Mothermorphosis, by MK Chavez
Nomadic Press, 2016, 52 pages, $10
As if I needed another reason to cry, curse, bang my elbows on the piano, and scream on the downbeat, I now have a hundred more thanks to MK Chavez’ brilliant, sympathetic collection Mothermorphosis. These are wonderful and sad poems, completely unpreoccupied with the poet’s own voice. Instead, readers join the author in a search for point of view, which is nearly impossible since the political and intimate worlds make us want to shut our eyes.
Chavez leads us into places she hasn’t fully discovered. It is a murky trek through a dark wood shaded by mental health atrocities (“Ways to treat schizophrenia: infect with malaria, inducing convulsions with camphor injections”) and American-backed death squads in El Salvador. Yes, these are poems of witness, but aren’t all poems? Could there even be images at all if we didn’t have eyes to see part of everything?
Chavez, a seasoned poet who is part of the throaty, vibrant East Bay poetry scene in San Francisco, makes good use of the poet’s old friend Doubt, in language that agrees and disagrees in her struggle to understand her own energy — her nature and nurture. The facts are simple: a nation destroys its own people; her mother’s schizophrenia is a form of survival, yet this too is destructive. But this is not an Agatha Christie whodunit (who killed the poet): This is poetry. Consider “The Archeology of Disappearance,” which both touches upon the massacre of innocents and the way in which we construct our identities by disconnecting from experience: “Perhaps there is one survivor, perched / in a tree / suspended in history / in silence.” The poem concludes with art:
She considers the death
of those on the ground
to be fallen fruit
and the suffering
to be a peculiar hardness,
in the same way
that an insect
might come to be incased
There is something not quite right about disconnecting, and yet beauty comes from it too, and it isn’t a lie or truth, but it’s distracting, or maybe like trying to find a way to breathe when anyone else would be holding her breath. In “Autobiography #7 (Apartment on Delaware)” a young speaker witnesses: “Each morning broken glass made everything glitter. / I was a clumsy girl. My mother pulled glass shards from the meat of my bloodied knees. / Sunlight sometimes caught the blood and the wound and made them shine.”
Chavez’s poems are very elastic.
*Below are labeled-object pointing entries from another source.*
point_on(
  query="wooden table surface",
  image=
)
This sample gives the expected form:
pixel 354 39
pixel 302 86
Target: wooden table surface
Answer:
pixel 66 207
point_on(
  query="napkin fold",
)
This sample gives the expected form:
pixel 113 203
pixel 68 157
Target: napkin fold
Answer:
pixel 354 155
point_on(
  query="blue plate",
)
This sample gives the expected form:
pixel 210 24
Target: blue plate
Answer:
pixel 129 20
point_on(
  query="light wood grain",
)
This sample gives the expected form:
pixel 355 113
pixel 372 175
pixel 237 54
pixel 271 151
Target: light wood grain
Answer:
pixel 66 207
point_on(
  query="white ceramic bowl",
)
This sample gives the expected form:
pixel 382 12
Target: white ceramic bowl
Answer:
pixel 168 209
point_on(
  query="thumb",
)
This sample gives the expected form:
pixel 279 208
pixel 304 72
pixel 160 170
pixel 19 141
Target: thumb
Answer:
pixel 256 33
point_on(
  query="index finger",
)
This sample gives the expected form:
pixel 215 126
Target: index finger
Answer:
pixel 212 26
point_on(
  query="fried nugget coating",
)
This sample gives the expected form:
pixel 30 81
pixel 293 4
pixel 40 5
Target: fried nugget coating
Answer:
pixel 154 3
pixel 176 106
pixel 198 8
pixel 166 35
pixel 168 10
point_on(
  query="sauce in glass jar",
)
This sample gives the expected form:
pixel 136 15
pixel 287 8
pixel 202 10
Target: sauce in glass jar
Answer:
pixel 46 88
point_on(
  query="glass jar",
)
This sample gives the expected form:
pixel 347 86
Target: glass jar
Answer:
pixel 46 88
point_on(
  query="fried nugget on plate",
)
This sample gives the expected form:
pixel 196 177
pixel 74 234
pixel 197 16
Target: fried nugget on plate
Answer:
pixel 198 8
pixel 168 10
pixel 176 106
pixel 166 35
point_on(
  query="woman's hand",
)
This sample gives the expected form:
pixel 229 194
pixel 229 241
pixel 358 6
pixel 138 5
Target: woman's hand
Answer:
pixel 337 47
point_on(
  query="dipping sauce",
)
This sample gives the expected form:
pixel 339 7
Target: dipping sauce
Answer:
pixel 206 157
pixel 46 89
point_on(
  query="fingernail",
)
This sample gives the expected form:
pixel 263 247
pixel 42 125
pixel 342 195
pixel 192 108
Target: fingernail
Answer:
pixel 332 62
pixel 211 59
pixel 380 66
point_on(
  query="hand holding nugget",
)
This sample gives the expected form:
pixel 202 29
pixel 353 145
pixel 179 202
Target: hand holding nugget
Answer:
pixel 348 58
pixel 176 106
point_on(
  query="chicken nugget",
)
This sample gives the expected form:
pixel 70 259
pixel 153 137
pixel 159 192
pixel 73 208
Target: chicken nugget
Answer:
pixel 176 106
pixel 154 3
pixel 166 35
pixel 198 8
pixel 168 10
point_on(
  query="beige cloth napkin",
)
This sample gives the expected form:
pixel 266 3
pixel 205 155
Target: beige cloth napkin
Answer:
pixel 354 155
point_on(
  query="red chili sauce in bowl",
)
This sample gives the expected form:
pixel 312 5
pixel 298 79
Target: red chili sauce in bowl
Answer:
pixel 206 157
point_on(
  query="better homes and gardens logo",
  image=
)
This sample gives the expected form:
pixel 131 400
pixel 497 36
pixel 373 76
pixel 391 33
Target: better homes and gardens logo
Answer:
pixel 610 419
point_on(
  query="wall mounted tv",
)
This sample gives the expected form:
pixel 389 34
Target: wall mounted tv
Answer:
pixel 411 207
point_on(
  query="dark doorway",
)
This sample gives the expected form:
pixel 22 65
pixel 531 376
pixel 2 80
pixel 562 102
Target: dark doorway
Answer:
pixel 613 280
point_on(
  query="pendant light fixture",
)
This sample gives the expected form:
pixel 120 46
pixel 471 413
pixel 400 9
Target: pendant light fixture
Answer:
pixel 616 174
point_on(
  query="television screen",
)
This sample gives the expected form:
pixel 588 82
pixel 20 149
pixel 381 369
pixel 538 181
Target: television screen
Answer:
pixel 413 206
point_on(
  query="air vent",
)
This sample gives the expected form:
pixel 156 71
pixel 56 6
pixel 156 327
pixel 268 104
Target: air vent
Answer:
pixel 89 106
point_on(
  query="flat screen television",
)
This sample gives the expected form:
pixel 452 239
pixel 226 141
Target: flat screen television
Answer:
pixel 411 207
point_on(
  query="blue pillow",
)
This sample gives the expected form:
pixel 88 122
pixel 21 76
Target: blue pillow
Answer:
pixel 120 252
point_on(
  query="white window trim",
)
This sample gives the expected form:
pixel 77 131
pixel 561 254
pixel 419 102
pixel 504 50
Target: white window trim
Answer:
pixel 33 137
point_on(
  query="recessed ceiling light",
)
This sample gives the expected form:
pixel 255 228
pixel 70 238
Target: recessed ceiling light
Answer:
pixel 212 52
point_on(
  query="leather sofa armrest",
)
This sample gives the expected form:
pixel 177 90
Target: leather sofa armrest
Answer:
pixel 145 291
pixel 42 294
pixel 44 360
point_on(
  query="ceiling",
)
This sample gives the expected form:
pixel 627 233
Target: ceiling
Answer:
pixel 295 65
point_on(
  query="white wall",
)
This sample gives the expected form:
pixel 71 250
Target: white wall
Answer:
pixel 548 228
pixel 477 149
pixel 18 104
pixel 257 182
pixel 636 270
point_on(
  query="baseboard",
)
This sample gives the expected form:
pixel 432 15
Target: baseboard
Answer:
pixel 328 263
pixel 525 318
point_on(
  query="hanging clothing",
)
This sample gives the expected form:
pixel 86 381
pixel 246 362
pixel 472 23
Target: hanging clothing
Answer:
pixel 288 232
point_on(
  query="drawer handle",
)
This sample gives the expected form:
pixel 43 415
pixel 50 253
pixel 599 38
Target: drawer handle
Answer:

She moves back and forth between the outer and inner worlds, between “Ours was the smallest home in the middle of the city’s maze of empty warehouses,” to her mother treating her wound with a forked stitch ripper, to reaching for a blanket where “At the center of all that softness, she found a perfect mouse family.” In “Difficult Child,” Chavez begins with an image, her mother “tearing her clothes off under an arc of sprinklers,” then gives us a street intersection, nuns trying to teach her Latin, the mother dancing naked. Chavez’s lens tightens on the shot, from panorama to looking into her mother’s “fragmented and tender eyes,” her mother asking, “Do you hear voices too?” and the daughter saying, “Yes, I hear them. I hear them talking all the time.”
If Mothermorphosis were a horror movie, we could expect a brief flash of static or menacing cello sounds between these long and short takes, between each line and stanza. But the author’s skill lies in making numerous seamless transitions without using any transition words or devices. She is associative, but without swerving, as she braids the personal and political, the inherent introspection with what the World War II-era poet Keith Douglas called “extro-spection.” Douglas, who was celebrated by Plath and Hughes for his Simplify Me When I’m Dead, renovated experience by renovating language. I imagine Hughes would also say of Chavez’s language, “its air of improvisation is a vital part of its purity.”
Above all, while the press kit focuses on this book’s “exploration of the sublime terrain of mother,” Chavez must be read as a war poet even though she is a very different sort of soldier than armies tend to recruit. This one knows battle. This one knows the feeling of a first breath filling a newborn’s ribcage. And this one knows mortality as none of us do. Her closing poem “Thanksgivings at Cemeteries” both descends from “Lady Lazarus” and gives her ancestor a place to rest eternal:
Call me heart and the final escape.
First, eat air.
Do not let secrets become stone. Do not let them
take your breath
Come to me after they’ve killed the god in you,
when all that’s left
is cold as marble.
I’ll open my wings and kiss
what no one else is willing
“Literacy is freedom,” was one of the first slogans to be shouted after Eden Pastora led his army of farmers into Managua to return Nicaragua to its people. To this, Chavez adroitly might add: You take your literacy when and where you can. You take it from the world, you take it from your mother no matter her imperfections, and you give it to your child because your language is her freedom.